We can convert any normal distribution into the standard normal distribution in order to find probability and apply the properties of the standard normal. In order to do this, we use the z-value.

Z-value, Z-score, or Z

The Z-value (or sometimes referred to as Z-score or simply Z) represents the number of standard deviations an observation is from the mean for a set of data. To find the z-score for a particular observation we apply the following formula:

\(Z = \dfrac{(observed\ value\ - mean)}{SD}\)

Let's take a look at the idea of a z-score within context.

For a recent final exam in STAT 800, the mean was 68.55 with a standard deviation of 15.45.

  • If you scored an 80%: \(Z = \dfrac{(80 - 68.55)}{15.45} = 0.74\), which means your score of 80 was 0.74 SD above the mean.

  • If you scored a 60%: \(Z = \dfrac{(60 - 68.55)}{15.45} = -0.55\), which means your score of 60 was 0.55 SD below the mean.

Is it always good to have a positive Z score? It depends on the question. For exams, you would want a positive Z-score (indicates you scored higher than the mean). However, if one was analyzing days of missed work then a negative Z-score would be more appealing as it would indicate the person missed less than the mean number of days.

Characteristics of Z-scores
  • The scores can be positive or negative.

  • For data that is symmetric (i.e. bell-shaped) or nearly symmetric, a common application of Z-scores for identifying potential outliers is for any Z-scores that are beyond ± 3.
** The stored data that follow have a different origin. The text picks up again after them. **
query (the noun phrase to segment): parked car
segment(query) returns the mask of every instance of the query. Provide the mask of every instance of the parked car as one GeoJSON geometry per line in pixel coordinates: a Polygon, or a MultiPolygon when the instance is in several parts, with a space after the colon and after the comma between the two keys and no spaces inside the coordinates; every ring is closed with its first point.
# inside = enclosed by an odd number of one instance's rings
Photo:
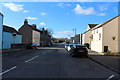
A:
{"type": "Polygon", "coordinates": [[[88,49],[84,45],[74,44],[70,50],[70,55],[74,56],[85,56],[88,57],[88,49]]]}
{"type": "Polygon", "coordinates": [[[37,44],[36,43],[29,43],[27,44],[27,49],[36,49],[37,48],[37,44]]]}
{"type": "Polygon", "coordinates": [[[68,47],[67,47],[67,51],[68,51],[68,52],[73,48],[73,45],[74,45],[74,44],[69,44],[69,45],[68,45],[68,47]]]}
{"type": "Polygon", "coordinates": [[[69,44],[65,44],[65,49],[67,49],[68,46],[69,46],[69,44]]]}

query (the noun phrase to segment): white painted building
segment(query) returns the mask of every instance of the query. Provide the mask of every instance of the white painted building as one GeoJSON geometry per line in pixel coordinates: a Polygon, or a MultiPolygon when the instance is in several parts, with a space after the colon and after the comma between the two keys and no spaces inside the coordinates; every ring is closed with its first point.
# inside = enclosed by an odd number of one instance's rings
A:
{"type": "Polygon", "coordinates": [[[10,49],[11,44],[19,43],[22,43],[22,35],[20,35],[14,28],[4,25],[2,49],[10,49]]]}
{"type": "Polygon", "coordinates": [[[0,49],[2,49],[3,14],[0,13],[0,49]]]}
{"type": "Polygon", "coordinates": [[[82,35],[82,44],[88,43],[91,48],[91,30],[98,24],[88,24],[86,31],[82,35]]]}
{"type": "Polygon", "coordinates": [[[116,16],[92,29],[91,50],[120,52],[120,16],[116,16]]]}

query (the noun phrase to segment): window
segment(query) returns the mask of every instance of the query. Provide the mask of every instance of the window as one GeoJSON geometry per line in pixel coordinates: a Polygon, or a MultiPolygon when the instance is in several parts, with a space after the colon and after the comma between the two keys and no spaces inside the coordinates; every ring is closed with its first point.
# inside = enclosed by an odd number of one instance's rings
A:
{"type": "Polygon", "coordinates": [[[97,29],[97,33],[98,33],[98,29],[97,29]]]}
{"type": "Polygon", "coordinates": [[[16,33],[13,33],[12,36],[15,37],[15,36],[16,36],[16,33]]]}
{"type": "Polygon", "coordinates": [[[101,40],[101,33],[99,33],[99,40],[101,40]]]}

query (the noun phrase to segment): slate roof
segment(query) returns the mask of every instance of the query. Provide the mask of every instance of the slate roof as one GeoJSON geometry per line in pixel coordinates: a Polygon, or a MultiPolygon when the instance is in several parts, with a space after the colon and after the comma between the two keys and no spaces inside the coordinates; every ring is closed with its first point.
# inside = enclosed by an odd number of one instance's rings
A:
{"type": "Polygon", "coordinates": [[[2,15],[3,16],[3,14],[0,12],[0,15],[2,15]]]}
{"type": "Polygon", "coordinates": [[[90,29],[85,31],[83,34],[85,34],[86,32],[90,31],[91,29],[93,29],[95,26],[99,25],[99,24],[88,24],[90,26],[90,29]]]}
{"type": "Polygon", "coordinates": [[[95,26],[97,26],[98,24],[88,24],[90,26],[90,28],[94,28],[95,26]]]}
{"type": "Polygon", "coordinates": [[[9,33],[17,33],[20,34],[16,29],[3,25],[3,32],[9,32],[9,33]]]}

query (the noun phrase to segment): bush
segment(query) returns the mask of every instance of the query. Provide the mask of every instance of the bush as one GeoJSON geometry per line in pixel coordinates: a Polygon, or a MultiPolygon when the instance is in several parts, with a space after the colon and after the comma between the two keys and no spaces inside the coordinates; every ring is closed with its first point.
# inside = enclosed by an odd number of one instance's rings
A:
{"type": "Polygon", "coordinates": [[[89,49],[89,43],[85,43],[84,45],[89,49]]]}
{"type": "Polygon", "coordinates": [[[111,51],[108,50],[108,51],[106,52],[106,55],[110,55],[110,54],[111,54],[111,51]]]}

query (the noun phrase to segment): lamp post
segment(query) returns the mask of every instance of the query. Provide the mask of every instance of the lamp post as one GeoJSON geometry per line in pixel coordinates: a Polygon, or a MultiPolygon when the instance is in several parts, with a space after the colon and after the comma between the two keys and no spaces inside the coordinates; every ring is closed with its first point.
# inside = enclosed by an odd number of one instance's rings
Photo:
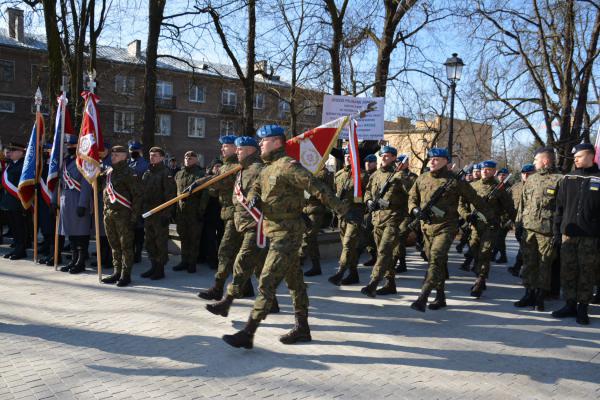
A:
{"type": "Polygon", "coordinates": [[[452,157],[452,141],[454,140],[454,96],[456,94],[456,82],[460,80],[463,60],[453,53],[444,63],[446,66],[446,75],[450,81],[450,124],[448,126],[448,154],[452,157]]]}

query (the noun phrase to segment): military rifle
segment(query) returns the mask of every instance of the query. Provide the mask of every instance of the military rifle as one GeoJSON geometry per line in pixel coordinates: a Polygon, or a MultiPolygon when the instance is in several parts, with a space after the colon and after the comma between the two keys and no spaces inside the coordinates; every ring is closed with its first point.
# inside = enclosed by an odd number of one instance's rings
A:
{"type": "Polygon", "coordinates": [[[367,208],[367,211],[369,213],[372,211],[375,211],[377,209],[387,208],[390,205],[390,202],[387,200],[384,200],[383,196],[385,196],[386,192],[390,188],[392,178],[394,177],[394,175],[396,175],[396,173],[398,171],[400,171],[400,167],[402,166],[402,164],[403,163],[400,162],[400,160],[396,161],[396,166],[394,167],[394,170],[392,171],[391,174],[388,175],[388,177],[386,178],[385,182],[383,182],[383,185],[381,186],[381,188],[379,189],[377,194],[375,194],[375,197],[371,200],[373,202],[373,204],[375,205],[375,208],[373,210],[368,210],[368,208],[367,208]]]}
{"type": "MultiPolygon", "coordinates": [[[[504,178],[503,180],[498,182],[496,184],[496,186],[494,186],[494,188],[487,195],[485,195],[485,197],[483,198],[483,201],[487,203],[488,201],[490,201],[491,199],[493,199],[496,196],[496,193],[498,193],[500,190],[505,189],[506,186],[508,185],[508,180],[510,179],[511,176],[512,176],[512,174],[508,174],[506,176],[506,178],[504,178]]],[[[483,222],[487,222],[485,216],[480,211],[473,210],[467,216],[467,224],[469,226],[471,226],[471,225],[473,225],[473,222],[478,219],[483,222]]]]}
  • Maximum possible Z-score for a set of data is \(\dfrac{(n−1)}{\sqrt{n}}\)

From Z-score to Probability and Percentiles Section

A more frequent application of standard normal curves are expressions of percentiles or probabilities. Because the value of a z score can be aligned with a specific position within a standard normal distribution, it is also possible to find the equivalent percentile for that observations. 

For example, an observation that has a z score of zero would be at the 50th percentile of the data.

We can also use these properties to make statements about probabilities about relationships among observations.  We will use this information extensively as we progress into hypothesis testing in future modules. However in the immediate application, a simple application for Susie illustrates this point. If Susie knows that a hospital has a z score of +4.00, then she can use software or consult a Standard Normal Table to convert this to a probability. For example with a mean of 50 heart attacks and a standard deviation of 10, Susie can calculate the probability of a hospital reporting more than 100 heart attacks is very low (because 100 heart attacks is in the 99th percentile, for a hospital to report more than that would be very UNLIKELY!)

We will not reference the standard normal tables in these notes, and instead rely on software to generate probabilities for us.